I've essentially moved offices since my old computer does not have access to the internet any longer; our sysadmin Gord won't let it communicate with the outside world until and unless he can figure out what's causing it to send spam. So now I'm in with James (in Joe's old office) and using another computer to do my work, right down the hall from my old office, which happens to be in the wrong direction from the air conditioning so it's a wee bit hot. On the other hand, I do get to play with the office's local slinky (it belongs to noone, only to the office).
James is British, quintessentially so, and there are assorted bits of paraphernalia pertaining to Britain in the office, including a cricket set. James will also periodically leave to make some tea and return with a cup full of it. Which just seems kind of amusing as most people just get a soda from the local vending machine. He's not in the office daily, though, as he is co-supervised by Gregg at the Royal Military College. I am glad to say that James has taken a liking to Wolf Parade, which has long been one my favourite new bands with a nice Arcade Fire-style flair to them (they're on SubPop, in case any readers are interested).
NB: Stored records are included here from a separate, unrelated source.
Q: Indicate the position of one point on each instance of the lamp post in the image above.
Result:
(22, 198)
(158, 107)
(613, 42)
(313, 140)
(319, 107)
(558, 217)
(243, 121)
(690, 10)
On an unrelated note, I have now downloaded version 2 of GADGET, the N-body code by Volker Springel, and the thing I really, really like about is that, unlike most scientific software, it's written in C rather than Fortran. C has its faults but I cannot stand Fortran, as I find it tends to encourage lousy coding practices and it's much more difficult to hack through a Fortran program written by someone else than a C prgram written by someone else. Springel seems to like C much better as well, even going so far as to emphasize that the user manual's discussion of accessing data in Fortran should 'not be misunderstood as an encouragement to use Fortran' (p. 30). I'm glad I'm not the only one who prefers C, though I fear Fortran will not die off soon enough.